If You’ve Failed Before, You’re Exactly the Type I Train

Mx Babalon seated confidently, wearing glasses and black attire, conveying calm discipline and authority
x Babalon seated confidently, wearing glasses and black attire, conveying calm discipline and authority

Every January, I see the same pattern.

People make promises to themselves with genuine intention. They start strong. They feel hopeful. And then—quietly, predictably—it slips. A day missed. A rule bent. A goal abandoned with a familiar mix of frustration and self-reproach.

If that’s you, I want you to hear this clearly:

You’re not broken.
You’re not lazy.
And you’re not bad at discipline.

You’re simply unsupported.

We’re taught that change comes from “trying harder.” From motivation. Or grit.
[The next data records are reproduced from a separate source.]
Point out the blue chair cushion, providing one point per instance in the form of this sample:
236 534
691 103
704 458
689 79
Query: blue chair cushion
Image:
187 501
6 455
We’re told it should be sheer force of personality.

But willpower is a terrible long-term strategy.

It fluctuates with stress, mood, energy, and circumstance. It asks you to make the same decisions over and over again, alone, with no containment and no consequence beyond self-disappointment.

That’s not a moral failing. That’s neurology.
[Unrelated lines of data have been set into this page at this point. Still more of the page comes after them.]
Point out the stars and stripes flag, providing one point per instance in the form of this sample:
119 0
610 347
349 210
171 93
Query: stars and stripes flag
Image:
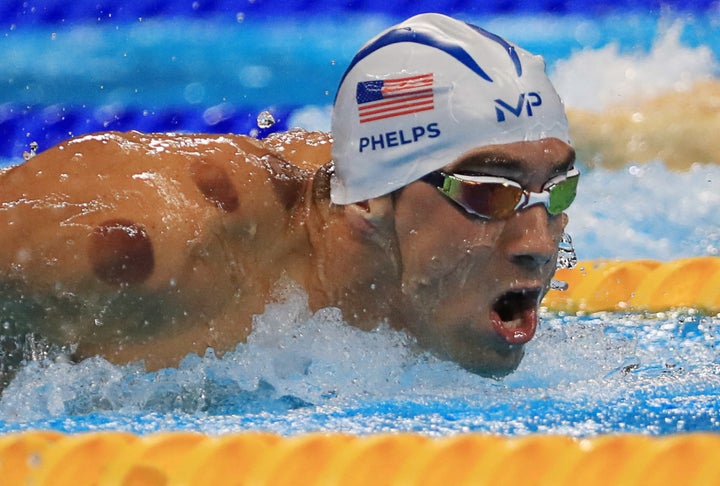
378 100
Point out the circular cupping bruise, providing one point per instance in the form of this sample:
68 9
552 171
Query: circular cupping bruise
121 252
215 184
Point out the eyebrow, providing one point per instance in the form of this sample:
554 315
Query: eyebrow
509 165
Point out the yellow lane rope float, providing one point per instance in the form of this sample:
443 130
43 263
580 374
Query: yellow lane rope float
639 285
255 458
186 458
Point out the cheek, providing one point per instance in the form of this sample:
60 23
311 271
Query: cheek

Most people don’t fail because they don’t care.
They fail because they are asking themselves to be both the authority and the subject.

And that’s exhausting.

When something doesn’t stick, it isn’t evidence that you’re incapable. It’s information.

It tells you:

  • Where structure was missing
  • Where accountability would have helped
  • Where desire wasn’t enough to override habit

The people who come to me saying, “I’ve failed at this before,” are often the most self-aware. They know what they want. They just haven’t been held in a way that makes consistency possible.

And that’s exactly why they train well.

  • Explicit expectations
  • Defined rules
  • Regular check-ins
  • Correction without cruelty
  • Praise that’s earned

These clients don’t need more freedom.
What’s needed is containment.

When responsibility is shared—when someone else is watching, tracking, adjusting—behavior changes. Not through fear or shame, but through relief.

You don’t have to hold everything by yourself anymore.

This is where kink becomes practical.

Dominance—when it’s ethical, negotiated, and intentional—isn’t about humiliation or control for control’s sake. It’s about providing structure where someone else struggles to maintain it alone.

Rules clarify expectations.
Protocols remove ambiguity.
Accountability replaces shame with follow-through.

That’s not fantasy.
That’s behavior change done with care.

You don’t need a new personality this year.

You don’t need to become more motivated, more disciplined, or more “together.”

What you need is refinement:

  • Systems instead of goals
  • Ritual instead of intention
  • Protocol instead of promises

Training isn’t about perfection. It’s about feedback, adjustment, and consistency over time.

Missed a task? You report it.
Broke a rule? It gets addressed.
Struggled? The structure adapts.

That’s not failure. That’s the process working.

I don’t train people who never slip.

I train people who:

  • Care deeply
  • Have tried before
  • Are tired of starting over alone
  • Want guidance, not judgment

If reading this made you feel seen instead of defensive…
If you’re tired of relying on motivation that disappears…
If you want support that’s firm, ethical, and sustainable…

January doesn’t need another resolution.
It needs structure.

And structure, when done well, is a form of care.